OK, so that’s not what I do on my first morning at Cannes. That’s what Roger Ebert does. Good old, Roger. He has so many memories of Cannes. I do not. I’ve never been to that fabled festival. I’ve never met jury member/critic Pauline Kael or Ken Hartford, the film “butcher” who sells movies by the pound. I’ve never gazed on the sands of the Cote d’Azur or met the original Cannes Man, bon vivant Jacques D’Azur. That last name can’t be a coincidence, can it? But then people are constantly reinventing themselves in, at, and through the movies, especially at a circus like Cannes.
Since I started covering film festivals four years ago, I’ve learned a bit about the agony and the ecstasy of these ocular orgies. There are never enough hours in the day or enough cans of Red Bull to sustain one over the long haul. The much-touted films often are not nearly as interesting or satisfying as the films one decides to see based on personal interest, unless the two happily coincide. But I have to wonder if all the Cannes hype might not sweep me away from my sensible sleep schedule and misgivings about some of the films over which more experienced observers are frothing their café au lait. Who knows, I might have been tempted to brave Antichrist. It’s so much better to be psychologically tortured in the company of chic French speakers, n’est-ce pas?

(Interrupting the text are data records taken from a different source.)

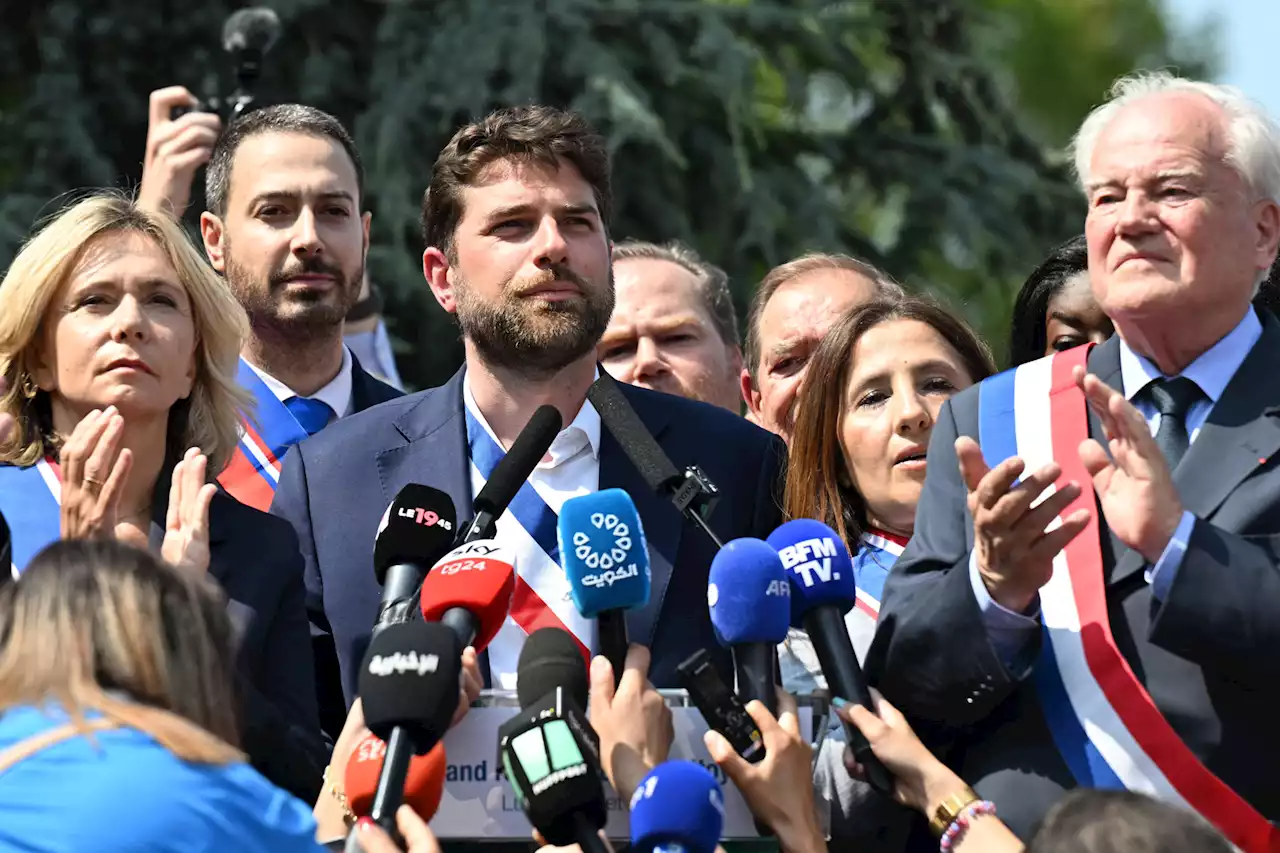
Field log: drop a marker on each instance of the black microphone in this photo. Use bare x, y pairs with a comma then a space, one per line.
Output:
511, 471
416, 530
548, 751
691, 491
408, 685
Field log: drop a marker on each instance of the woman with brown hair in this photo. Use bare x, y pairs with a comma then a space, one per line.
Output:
858, 461
118, 723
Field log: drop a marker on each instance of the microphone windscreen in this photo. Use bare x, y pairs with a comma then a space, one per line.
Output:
748, 593
256, 28
604, 553
632, 436
818, 565
519, 463
679, 803
410, 678
424, 783
417, 528
551, 660
478, 576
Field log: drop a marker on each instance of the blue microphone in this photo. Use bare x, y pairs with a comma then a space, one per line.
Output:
607, 565
822, 591
677, 808
750, 606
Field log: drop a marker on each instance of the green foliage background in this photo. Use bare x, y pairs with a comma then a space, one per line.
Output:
922, 135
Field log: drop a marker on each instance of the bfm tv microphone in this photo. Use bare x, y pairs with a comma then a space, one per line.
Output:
549, 752
416, 529
691, 491
424, 781
408, 685
607, 565
750, 607
822, 592
470, 591
511, 471
679, 807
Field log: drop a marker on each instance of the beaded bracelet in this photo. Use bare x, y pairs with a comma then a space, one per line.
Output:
961, 822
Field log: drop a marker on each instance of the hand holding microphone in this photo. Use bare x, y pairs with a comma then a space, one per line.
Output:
607, 565
822, 592
780, 788
632, 721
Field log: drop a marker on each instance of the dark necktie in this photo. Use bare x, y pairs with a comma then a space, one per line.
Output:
312, 415
1173, 400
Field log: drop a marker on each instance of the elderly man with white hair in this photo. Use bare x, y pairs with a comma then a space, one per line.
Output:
1092, 594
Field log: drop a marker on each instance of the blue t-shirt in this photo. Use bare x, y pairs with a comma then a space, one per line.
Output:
126, 792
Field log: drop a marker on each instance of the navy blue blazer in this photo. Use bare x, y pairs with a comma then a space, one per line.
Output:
336, 486
1206, 655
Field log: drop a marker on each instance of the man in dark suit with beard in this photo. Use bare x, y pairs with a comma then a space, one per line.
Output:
515, 223
1121, 633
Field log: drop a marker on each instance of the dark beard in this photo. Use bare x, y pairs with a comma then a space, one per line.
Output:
530, 337
298, 314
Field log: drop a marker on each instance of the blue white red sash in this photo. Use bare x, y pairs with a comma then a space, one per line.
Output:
254, 469
30, 498
542, 594
1105, 724
877, 555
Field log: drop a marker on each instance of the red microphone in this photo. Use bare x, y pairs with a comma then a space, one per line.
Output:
470, 591
424, 783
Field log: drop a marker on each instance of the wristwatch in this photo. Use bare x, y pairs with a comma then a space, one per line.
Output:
950, 808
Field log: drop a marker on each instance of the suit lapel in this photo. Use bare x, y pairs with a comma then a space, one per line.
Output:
434, 451
662, 523
1240, 433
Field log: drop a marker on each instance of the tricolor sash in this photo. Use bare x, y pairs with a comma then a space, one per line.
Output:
1104, 723
876, 556
254, 469
542, 594
30, 498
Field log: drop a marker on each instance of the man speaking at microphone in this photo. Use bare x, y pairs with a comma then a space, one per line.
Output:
517, 247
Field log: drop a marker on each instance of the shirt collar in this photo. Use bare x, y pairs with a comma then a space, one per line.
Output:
336, 395
583, 432
1211, 372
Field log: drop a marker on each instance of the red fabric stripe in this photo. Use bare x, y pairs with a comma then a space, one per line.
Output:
1205, 792
531, 612
245, 483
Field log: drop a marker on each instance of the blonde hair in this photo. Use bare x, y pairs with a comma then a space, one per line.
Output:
209, 418
99, 625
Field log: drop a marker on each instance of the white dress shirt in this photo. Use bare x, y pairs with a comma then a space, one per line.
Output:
570, 469
336, 395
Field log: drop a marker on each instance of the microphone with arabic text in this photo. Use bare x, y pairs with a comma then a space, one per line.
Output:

Sadly, the festival ain’t what it used to be, or so the old timers say. Cannes is so much bigger, shinier, more corporatized, less devil-may-care, they say. Maybe that’s the reason Tim Burton is heading up the jury—an attempt to put the zany back in the festival. Quite possibly a loose grouping of fan boys will descend on the resort town, perhaps dressed like Johnny Depp in Alice in Wonderland or Sweeney Todd, to outrage and entertain the jaded sophisticates of festivals past.
All I do know for sure is that the Oscars are over, and now it’s on to the next landmark of the cinephile calendar. Soon we’ll know which films will be in competition, and the entire blogosphere will be buzzing with predictions. I’m not one for speculation; I’m all about the experience.